10 Surprising Facts About the 1984 Mauna Loa Eruption

Mauna Loa’s 1984 eruption. Credit: R.B.M, USGS

Thirty years ago, Mauna Loa, the massive volcano that makes up more than half of Hawaii’s Big Island, kicked off a 22-day eruption that kept geologists, emergency managers and Hawaiian residents on their toes. Below are ten rocking facts about the event.

(If you want to read the full retelling of the eruption, check out my three-post series on WIRED’s Eruption Blog here.)

1. Worst (or Best?) Party Joke Ever: The night of the eruption, all the geologists from the volcano monitoring agency, the Hawaiian Volcano Observatory, were downing beers. The occasion? HVO’s head, Bob Decker, was leaving Hawai’i’s shores for a sister agency in California. At the sendoff, Decker’s colleagues joked about the scenario on everyone’s mind: What if Mauna Loa erupted that night? According to the HVO rumor mill, when Decker got the call about the eruption later that night, he thought it was an extension of the party joke.

2. Technical Difficulties: The piece of machinery that would have given the geologists an early heads-up—on the order of minutes, possibly hours—about the forthcoming eruption had been turned off.
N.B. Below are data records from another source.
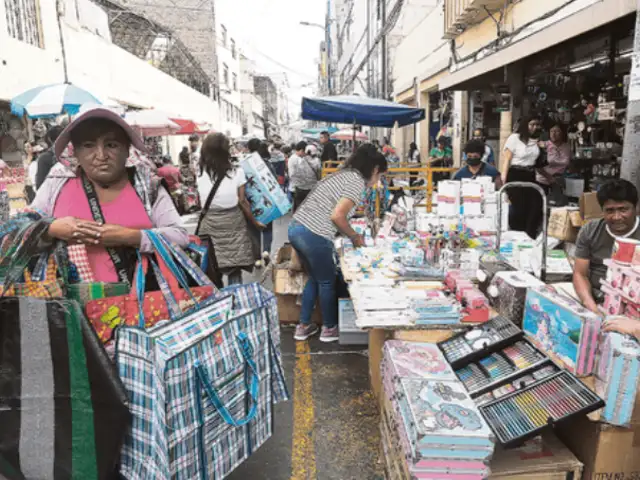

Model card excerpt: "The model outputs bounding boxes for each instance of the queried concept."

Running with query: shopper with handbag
[289,143,387,342]
[500,117,546,238]
[289,142,322,212]
[31,107,189,283]
[196,133,265,285]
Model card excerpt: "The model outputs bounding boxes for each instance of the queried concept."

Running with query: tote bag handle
[193,332,259,427]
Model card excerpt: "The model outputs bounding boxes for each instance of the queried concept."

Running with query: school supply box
[596,332,640,426]
[522,286,602,376]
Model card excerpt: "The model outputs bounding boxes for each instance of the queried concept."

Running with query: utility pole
[325,0,332,96]
[380,0,388,100]
[620,7,640,187]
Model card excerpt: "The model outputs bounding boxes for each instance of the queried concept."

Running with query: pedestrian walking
[500,117,542,238]
[289,142,322,212]
[289,144,387,342]
[198,133,264,285]
[35,125,62,190]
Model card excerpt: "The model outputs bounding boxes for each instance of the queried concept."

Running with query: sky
[216,0,327,122]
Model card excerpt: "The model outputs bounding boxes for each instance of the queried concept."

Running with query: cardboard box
[548,208,582,242]
[580,192,604,222]
[276,295,322,325]
[557,417,640,480]
[489,432,583,480]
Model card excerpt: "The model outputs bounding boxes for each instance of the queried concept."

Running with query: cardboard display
[489,432,583,480]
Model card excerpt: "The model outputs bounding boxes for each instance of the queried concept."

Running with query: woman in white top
[198,133,265,285]
[500,117,542,238]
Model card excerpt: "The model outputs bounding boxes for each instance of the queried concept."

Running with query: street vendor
[573,180,640,312]
[453,139,502,189]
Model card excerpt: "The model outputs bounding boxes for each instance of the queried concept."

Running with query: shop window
[220,25,227,48]
[4,0,44,48]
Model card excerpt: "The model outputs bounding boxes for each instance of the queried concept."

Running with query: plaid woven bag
[116,285,288,480]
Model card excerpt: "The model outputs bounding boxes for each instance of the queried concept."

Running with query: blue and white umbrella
[11,83,101,118]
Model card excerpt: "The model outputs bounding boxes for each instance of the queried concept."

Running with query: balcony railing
[444,0,509,39]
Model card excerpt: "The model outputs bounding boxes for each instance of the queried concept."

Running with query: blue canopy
[302,95,425,127]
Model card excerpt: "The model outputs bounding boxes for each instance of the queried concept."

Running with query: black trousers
[507,167,542,238]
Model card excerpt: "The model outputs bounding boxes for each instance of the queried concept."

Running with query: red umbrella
[171,118,210,135]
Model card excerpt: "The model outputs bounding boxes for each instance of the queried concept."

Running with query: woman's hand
[48,217,100,245]
[603,317,640,339]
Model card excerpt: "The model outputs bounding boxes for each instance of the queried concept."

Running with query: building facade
[393,0,636,172]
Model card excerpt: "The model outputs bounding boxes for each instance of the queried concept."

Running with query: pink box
[601,285,624,315]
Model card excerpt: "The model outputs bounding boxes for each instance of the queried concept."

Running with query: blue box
[240,154,291,225]
[596,332,640,426]
[522,286,602,376]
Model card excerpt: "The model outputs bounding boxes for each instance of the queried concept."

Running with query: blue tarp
[302,95,425,127]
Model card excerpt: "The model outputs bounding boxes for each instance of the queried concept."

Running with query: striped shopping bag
[0,297,130,480]
[116,285,287,480]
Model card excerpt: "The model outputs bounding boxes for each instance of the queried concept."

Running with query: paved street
[185,215,382,480]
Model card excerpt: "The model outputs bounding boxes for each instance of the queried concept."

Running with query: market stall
[294,173,640,479]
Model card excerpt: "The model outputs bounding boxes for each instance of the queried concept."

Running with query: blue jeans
[289,220,338,328]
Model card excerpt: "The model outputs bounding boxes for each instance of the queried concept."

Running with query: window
[4,0,44,48]
[220,25,227,48]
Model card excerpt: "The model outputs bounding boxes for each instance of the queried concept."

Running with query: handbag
[0,297,130,480]
[195,175,229,288]
[116,284,288,480]
[0,218,64,299]
[85,230,217,343]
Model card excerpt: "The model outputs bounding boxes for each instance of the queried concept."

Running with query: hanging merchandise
[0,297,130,480]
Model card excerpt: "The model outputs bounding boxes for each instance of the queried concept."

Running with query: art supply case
[523,286,602,376]
[596,332,640,426]
[479,370,604,447]
[438,317,524,369]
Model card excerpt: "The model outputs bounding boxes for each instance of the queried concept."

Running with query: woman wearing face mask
[500,117,542,238]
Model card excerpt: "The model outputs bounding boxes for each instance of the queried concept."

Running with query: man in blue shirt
[453,140,502,189]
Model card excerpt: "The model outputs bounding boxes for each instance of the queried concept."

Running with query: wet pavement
[229,327,383,480]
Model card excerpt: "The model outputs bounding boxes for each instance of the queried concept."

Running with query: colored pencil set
[480,371,604,446]
[456,340,549,395]
[438,317,523,368]
[439,319,604,447]
[381,340,495,480]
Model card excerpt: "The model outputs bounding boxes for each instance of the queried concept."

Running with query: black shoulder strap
[196,173,226,235]
[80,170,129,284]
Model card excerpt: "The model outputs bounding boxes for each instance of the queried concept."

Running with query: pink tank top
[53,178,153,282]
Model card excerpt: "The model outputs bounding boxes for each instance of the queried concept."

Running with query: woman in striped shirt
[289,144,387,342]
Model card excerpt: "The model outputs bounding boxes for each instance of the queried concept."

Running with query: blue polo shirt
[453,163,500,180]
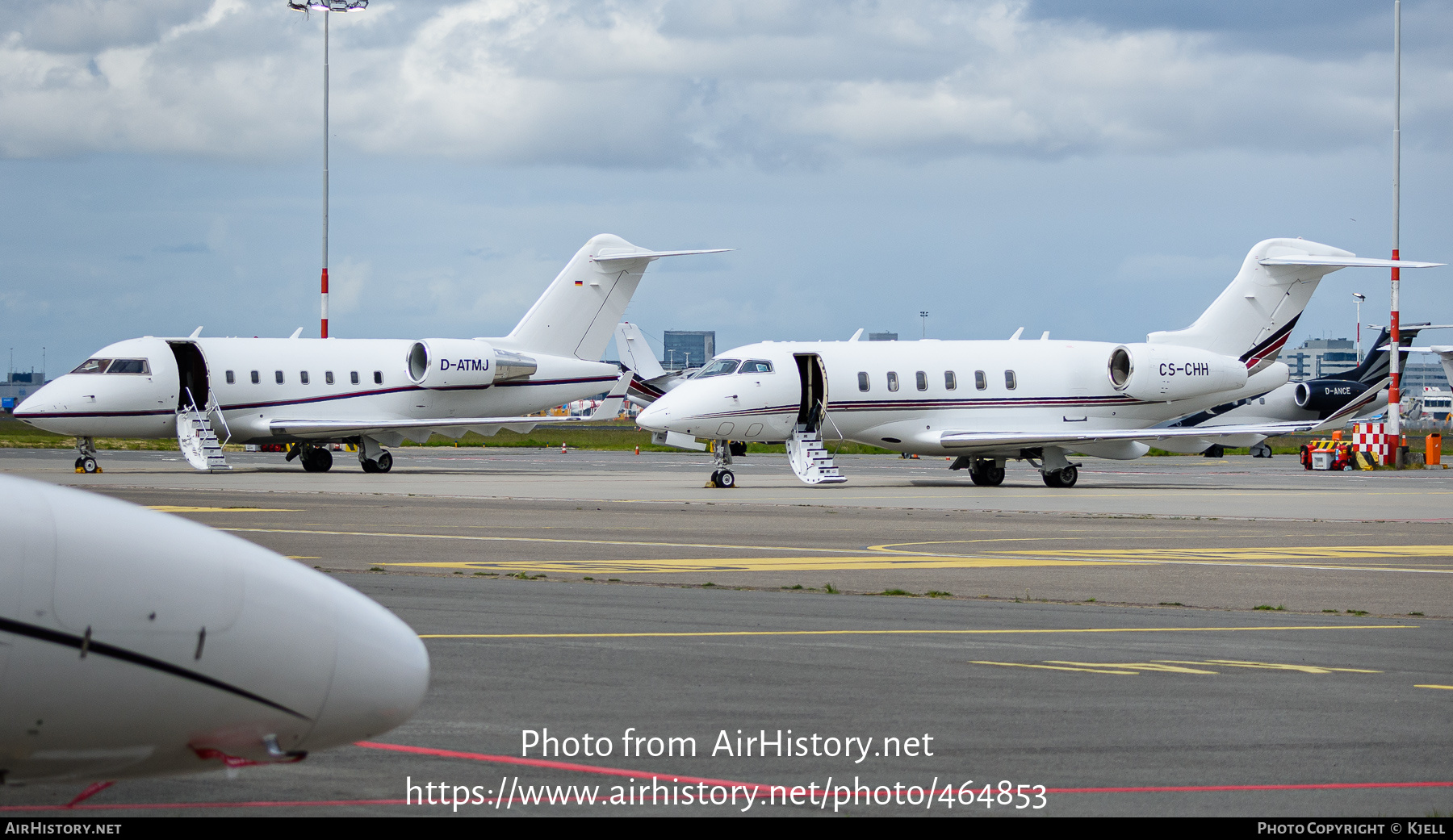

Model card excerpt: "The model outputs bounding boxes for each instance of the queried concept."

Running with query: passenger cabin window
[696,359,741,379]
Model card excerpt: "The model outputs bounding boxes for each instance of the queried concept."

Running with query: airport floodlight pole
[1353,292,1367,357]
[287,0,367,339]
[1388,0,1402,450]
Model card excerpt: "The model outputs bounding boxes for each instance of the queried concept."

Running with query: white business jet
[0,475,429,784]
[1159,323,1450,458]
[636,238,1442,487]
[15,234,725,472]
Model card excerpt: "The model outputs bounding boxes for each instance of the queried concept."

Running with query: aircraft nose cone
[15,391,45,417]
[302,581,429,750]
[636,397,670,432]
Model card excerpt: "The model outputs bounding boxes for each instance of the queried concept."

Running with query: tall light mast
[1353,292,1367,365]
[287,0,367,339]
[1388,0,1402,450]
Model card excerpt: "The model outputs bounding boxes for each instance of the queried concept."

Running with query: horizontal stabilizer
[1257,254,1447,269]
[590,249,732,263]
[269,370,630,439]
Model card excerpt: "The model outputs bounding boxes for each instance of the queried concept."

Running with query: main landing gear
[359,449,394,472]
[359,436,394,472]
[1042,464,1079,487]
[948,455,1004,487]
[1021,446,1079,487]
[76,437,105,475]
[287,443,333,472]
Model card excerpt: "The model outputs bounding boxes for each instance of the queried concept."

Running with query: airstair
[178,389,232,472]
[788,424,847,484]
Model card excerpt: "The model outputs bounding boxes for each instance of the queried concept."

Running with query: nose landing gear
[76,437,105,475]
[706,441,747,490]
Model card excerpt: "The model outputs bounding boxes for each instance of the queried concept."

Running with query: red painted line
[353,742,772,793]
[0,800,404,811]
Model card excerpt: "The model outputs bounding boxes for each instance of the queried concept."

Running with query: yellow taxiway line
[418,624,1420,639]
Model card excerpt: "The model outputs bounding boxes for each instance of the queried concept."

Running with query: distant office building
[0,370,45,412]
[1398,353,1449,394]
[663,330,716,370]
[1277,339,1357,382]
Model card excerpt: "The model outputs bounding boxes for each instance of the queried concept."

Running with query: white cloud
[0,0,1453,167]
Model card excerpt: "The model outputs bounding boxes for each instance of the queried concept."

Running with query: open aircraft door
[167,341,231,472]
[167,341,212,412]
[795,353,827,432]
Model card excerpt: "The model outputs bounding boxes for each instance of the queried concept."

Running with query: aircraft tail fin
[616,321,665,379]
[1145,238,1438,374]
[494,234,728,361]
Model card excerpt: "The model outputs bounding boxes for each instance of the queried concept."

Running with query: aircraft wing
[269,370,630,437]
[939,379,1391,449]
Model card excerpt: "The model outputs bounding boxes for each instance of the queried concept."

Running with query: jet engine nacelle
[407,339,536,388]
[1292,379,1367,417]
[1108,345,1246,403]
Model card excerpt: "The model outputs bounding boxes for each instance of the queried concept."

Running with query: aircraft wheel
[1045,465,1079,487]
[302,448,333,472]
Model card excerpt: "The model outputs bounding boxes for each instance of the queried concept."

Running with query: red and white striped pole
[321,11,333,339]
[1388,0,1402,464]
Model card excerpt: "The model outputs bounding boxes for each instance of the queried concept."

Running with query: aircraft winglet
[590,249,734,263]
[1257,254,1447,269]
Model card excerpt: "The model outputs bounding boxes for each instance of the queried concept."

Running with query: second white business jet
[15,234,725,472]
[636,238,1442,487]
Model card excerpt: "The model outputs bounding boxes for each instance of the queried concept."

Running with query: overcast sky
[0,0,1453,369]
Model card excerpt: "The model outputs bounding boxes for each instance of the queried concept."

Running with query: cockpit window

The equipment, a seismometer used to track earthquakes, located near Mauna Loa’s summit had been temporarily shut off due to disruptive high winds in previous weeks.

3. Where Ya Going?: In the eruption’s earliest hours, Mauna Loa’s lava flows proved fickle. Within a span of 10 hours, the eruptive source started at the summit, moved to the southwestern slope, returned to the summit and then finally committed to the northern slope.

4. Pack Your Bags: Early on in the eruption, several families living in the threatened Hilo town’s suburbs highest up on the mountain evacuated their homes voluntarily. Even though the flows were still several miles away, at night, when they glowed a terrible red, the lava seemed impossibly, stressfully close.

5. Data Disruption: On the eruption’s second day, lava devoured a terminal of power lines, shutting off the electricity at the meteorological Mauna Loa Observatory. The group’s carbon-dioxide emission data collection—the same data used in the famous Keeling curve tracking global warming—got temporarily disrupted, among other experiments. It was the first time that CO2 data had not been collected since the study began in 1958.

6. Double Rainbow Eruption: Nearly a week into Mauna Loa’s eruption, another Hawai’i volcano decided to follow suit. On Friday, March 30, 1984, the smaller Kilauea volcano started erupting within the confines of Hawai’i Volcanoes National Park, marking the first double-eruption in almost 116 years!

7. Did You Call?: Once the news had spread that Mauna Loa was erupting, HVO “was besieged” with phone calls, according to then-Mauna Loa geologist Jack Lockwood. At the time, the scientific group did not have a media person. So HVO’s head Bob Decker took on the role and got volunteers from the community to help him man the phones. During the eruption’s early days, Decker also gave regular press conferences about the volcano monitoring and threat-level.

8. Butting Heads: From the public’s perspective, the two agencies tag-teaming the lion’s share of the eruption response—HVO and Civil Defense—got along swimmingly. But behind doors, Civil Defense director Harry Kim and geologist Jack Lockwood disagreed on several issues, from volcano viewing to disaster outreach.

9. Don’t Touch This: As the lava flows pushed closer to Hilo, authorities cooked up a lava diversion plans, such as building a protective barrier around certain key buildings like the hospital, on the down-low. Then—and now—lava diversion is a sensitive topic in Hawaii. This is because according to Hawaiians who believe in the volcano goddess Pele, it is sacrilegious to obstruct the flows in any way because the flows are a physical extension of the deity. Fortunately, those diversion plans were never needed; the flows stopped around 4.5 miles north of Hilo, sparing the city.

10. One is the Loneliest Number: Only one geologist now working at HVO, current Mauna Loa geologist Frank Trusdell, was around to see the mighty mountain when it was last in action in 1984. At the time, Trusdell had been a temporary hire, who took time off from graduate school to help the HVO monitoring efforts.